Because a relatively large quantity of material is used to make enlarged-top closures, the material does not cool completely before the mold begins to release the closure. Thus, portions of the closure remain soft and pliable even as the mold releases the finished closure. If the molding unit releases the closure by parting, such as when the second unit separates from the first unit, there is essentially no noticeable distortion of the closure caused by the soft material. However, when the core is unscrewed from the closure, the torque generated by the unscrewing motion can cause the soft material to twist or turn slightly leaving flaws in the finished closure. By adding the ribs 28 immediately adjacent to the resistance (the threads 26), sufficient support is added to the inner skirt 20 that the threaded core can be removed from the closure 10 without allowing the inner skirt 20 to twist. The probability of manufacturing noticeably flawed closures is thereby reduced without the need for a longer processing cycle (adding a longer curing or cooling period so the closure can completely set before being unscrewed from the core).

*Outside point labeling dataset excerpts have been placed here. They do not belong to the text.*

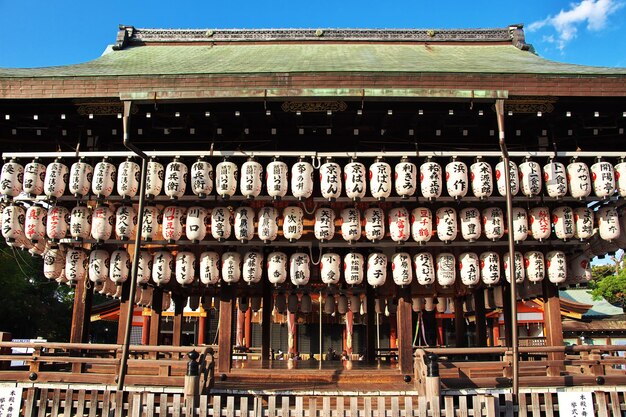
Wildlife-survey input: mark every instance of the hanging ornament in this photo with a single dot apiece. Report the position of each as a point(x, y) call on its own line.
point(376, 269)
point(401, 269)
point(430, 179)
point(469, 267)
point(34, 176)
point(324, 226)
point(196, 223)
point(277, 268)
point(489, 268)
point(405, 177)
point(374, 224)
point(446, 224)
point(103, 178)
point(482, 178)
point(185, 268)
point(530, 177)
point(155, 175)
point(470, 224)
point(421, 224)
point(251, 180)
point(201, 178)
point(330, 180)
point(299, 268)
point(302, 179)
point(221, 220)
point(209, 268)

A first alternative embodiment 110 is shown in FIGS. 6-8. The closure 110 is essentially identical to the closure 10 of FIGS. 1-5 except that the ribs 128 extend from the inner skirt 120 to the outer skirt 130. A segment of the ribs 128 may extend the entire length of the inner skirt 120, such as shown in FIGS. 6-8, or they 128 may be shorter than the inner skirt 120; a segment of the ribs 128 may extend the entire length of the outer skirt 130, such as shown in FIGS. 6-8, or they 128 may be shorter than the outer skirt 130. The number of ribs 128 and location about the inner skirt may vary as necessary for the particular application. Similar to the closure 10 of FIGS. 1-5, the ribs 128 support the inner skirt 120 so that noticeable twisting flaws are not formed in the closure 110 during production.

From a reading of the above, one with ordinary skill in the art should be able to devise variations to the inventive features. For example, the ribs may have different shapes or configurations, and the closure detail, such as the finger grips on the outer shell, may vary in design. These and other variations are believed to fall within the spirit and scope of the attached claims.